C’est l’histoire d’une ascension éclatante suivie d’une terrible déchéance.
Armand Seguin est un chimiste, un médecin, un homme d’affaires, un industriel et banquier. Il nait le 21 mars 1767 à Paris . Il a, dans sa jeunesse, été collaborateur de Lavoisier pour ses expériences sur la respiration animale.

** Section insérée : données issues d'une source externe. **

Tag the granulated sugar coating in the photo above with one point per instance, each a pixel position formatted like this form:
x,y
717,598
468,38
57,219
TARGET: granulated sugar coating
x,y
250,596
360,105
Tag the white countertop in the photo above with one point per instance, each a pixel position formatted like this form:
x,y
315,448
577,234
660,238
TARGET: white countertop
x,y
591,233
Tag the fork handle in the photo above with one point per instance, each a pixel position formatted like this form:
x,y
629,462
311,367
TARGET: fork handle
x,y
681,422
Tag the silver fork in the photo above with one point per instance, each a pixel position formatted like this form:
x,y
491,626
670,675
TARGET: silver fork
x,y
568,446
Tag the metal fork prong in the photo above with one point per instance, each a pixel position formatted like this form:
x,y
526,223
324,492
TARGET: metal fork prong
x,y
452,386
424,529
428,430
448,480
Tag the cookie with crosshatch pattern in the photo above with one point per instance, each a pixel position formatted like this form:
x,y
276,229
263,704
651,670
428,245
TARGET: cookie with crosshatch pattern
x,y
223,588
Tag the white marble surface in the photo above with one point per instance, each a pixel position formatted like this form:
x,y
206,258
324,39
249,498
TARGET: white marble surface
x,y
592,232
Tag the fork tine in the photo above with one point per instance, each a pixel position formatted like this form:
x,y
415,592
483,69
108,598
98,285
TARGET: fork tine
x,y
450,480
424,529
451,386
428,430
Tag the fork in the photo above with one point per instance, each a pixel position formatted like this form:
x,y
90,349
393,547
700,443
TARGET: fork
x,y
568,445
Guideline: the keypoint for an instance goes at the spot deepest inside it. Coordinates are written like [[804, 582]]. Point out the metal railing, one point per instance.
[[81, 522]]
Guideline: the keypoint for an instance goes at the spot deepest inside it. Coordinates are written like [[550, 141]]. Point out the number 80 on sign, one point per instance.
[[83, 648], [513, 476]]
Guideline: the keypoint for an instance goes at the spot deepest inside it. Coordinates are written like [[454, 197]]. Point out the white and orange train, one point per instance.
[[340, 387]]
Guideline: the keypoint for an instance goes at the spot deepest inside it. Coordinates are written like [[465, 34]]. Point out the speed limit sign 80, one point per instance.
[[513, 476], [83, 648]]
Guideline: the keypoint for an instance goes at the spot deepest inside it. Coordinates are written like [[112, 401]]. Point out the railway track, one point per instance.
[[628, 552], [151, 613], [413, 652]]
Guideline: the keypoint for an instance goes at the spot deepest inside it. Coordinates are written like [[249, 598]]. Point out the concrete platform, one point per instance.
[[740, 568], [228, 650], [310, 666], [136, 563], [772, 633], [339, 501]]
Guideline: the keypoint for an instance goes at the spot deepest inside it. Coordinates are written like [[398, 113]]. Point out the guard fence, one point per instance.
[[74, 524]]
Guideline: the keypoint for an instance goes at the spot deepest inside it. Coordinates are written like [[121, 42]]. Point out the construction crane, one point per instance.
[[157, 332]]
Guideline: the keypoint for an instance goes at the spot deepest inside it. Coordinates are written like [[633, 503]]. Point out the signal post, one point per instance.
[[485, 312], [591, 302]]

Il invente un procédé rapide de tannage des cuirs. Sa méthode à base d’acide sulfurique et diverses solutions tanniques, traite le cuir en deux ou trois semaines au lieu de deux ans. Après la révolution, à la demande de la Convention, le préfet de la Seine lui vend en 1794 l’île de Sèvres pour qu’il y installe une manufacture de cuir. Il n’a que 27 ans et est déjà fournisseur officiel de l’Etat.
Admirez le tableau de Hyacinthe Dunouy de 1821, en tête d’article. On y voit l’île et le pont de Sèvres. Les bâtiments de la manufacture y sont visibles au milieu de la végétation. Il y a aménagé un lavoir, un canal, des bâtiments divers et rouvert la buanderie de l’ancien propriétaire blanchisseur, Jean Riffé, qui disposait de grands séchoirs.
En 1795 il emploie 100 ouvriers et 200 apprentis et sa manufacture traite plus de 100 000 peaux par an qu’il vend six fois moins cher que ses concurrents. Il fournit le cuir des chaussures des armées révolutionnaires puis des armées impériales, après le sacre de Napoléon Bonaparte,

La fabrique tourne à plein régime. Le voisinage ne partage pas cet enthousiasme. En 1795 la mairie de Sèvres, de l’autre côté de la Seine, porte plainte « L’air est tellement infesté des émanations des corps pourris de l’atelier, des lavages pleins de sang putréfiés…enfin de la corruption des matières stagnantes dans la rue, que les passants sont obligés de se boucher les narines« .
Cette production industrielle signe l’arrêt de mort de la production artisanale et la manufacture Seguin est dénoncée par ses concurrents comme un monopole d’état. Il est accusé de vouloir « envahir et concentrer dans son atelier toute l’industrie des tanneurs de France« .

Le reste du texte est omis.